In Britain itself, says Sir Norman, "great incomes" have disappeared and "the present wartime economy of Britain is about as Socialist as it could be." As for the titles Americans dislike so much, Sir Norman says they are just "medals" and that Soviet Russia has medals too. "Old feudal forms tend to lubricate . . . machinery subject to friction."

What it all adds up to, concludes Sir Norman, is that the U.S. should join with Britain under a pact "for mutual aid against aggression." This is the only possible beginning to a general, international effort to insure "secure democracy." America could have air and sea bases in Malaya, Burma, Ceylon and India. Sir Norman does not think India would mind this a bit.
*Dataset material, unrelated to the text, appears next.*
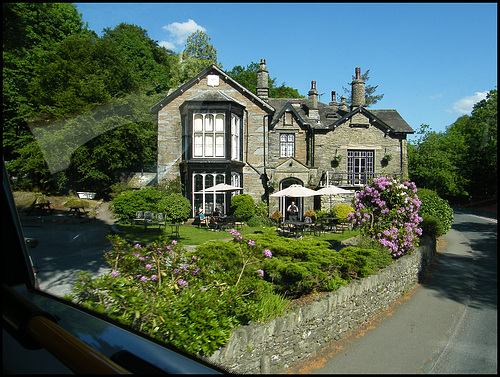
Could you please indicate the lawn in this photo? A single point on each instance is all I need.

Americans, Indians and Britons should together direct "the transition of Indian policy." The desperate, starving hordes of post-war Europe must be succored by United Nations action. Terroristic Nazis must "mainly" be executed and Germany occupied for "a longish period." German children should not "be punished, or made to suffer if it can be avoided." "Babies," Sir Norman believes, "are neutral."
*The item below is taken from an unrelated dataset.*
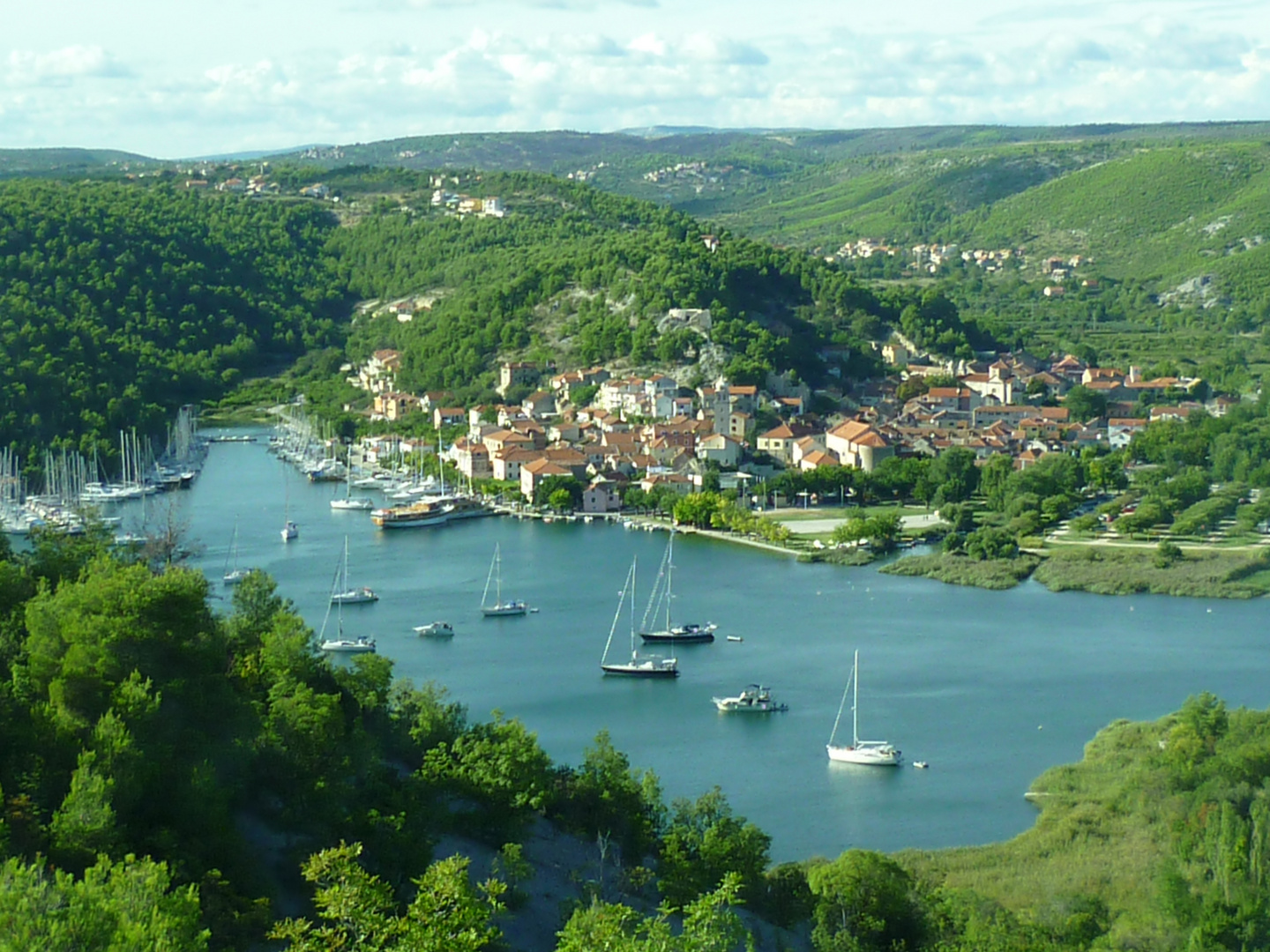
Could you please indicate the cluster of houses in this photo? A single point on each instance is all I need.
(929, 257)
(680, 170)
(458, 204)
(609, 430)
Old Ladies Are Snubbers. In his flight Sir Norman often comes within range of Author Straight's noisily effective multiple pompoms. Make This the Last War keeps blasting away at the Angellian wings. Unlike Sir Norman, Author Straight gives himself no political label, apart from urging his readers to join the International Free World Association.* Like Sir Norman, he hopes to see post-war continuation of United Nations controls. But there the two part company. Author Straight sees the world as indivisible, not only for purposes of national security but for the very existence of nations.

The British imperialism denied by Sir Norman not only exists for Author Straight but is grossly shared by the U.S. Where Sir Norman speaks proudly, of British developments in India, Author Straight is horrified by India's "arrested development." India, he insists, has been kept deliberately as a source of raw materials; her industrial capacity has been ignored so as to preserve her "raw" relation to industrial Britain.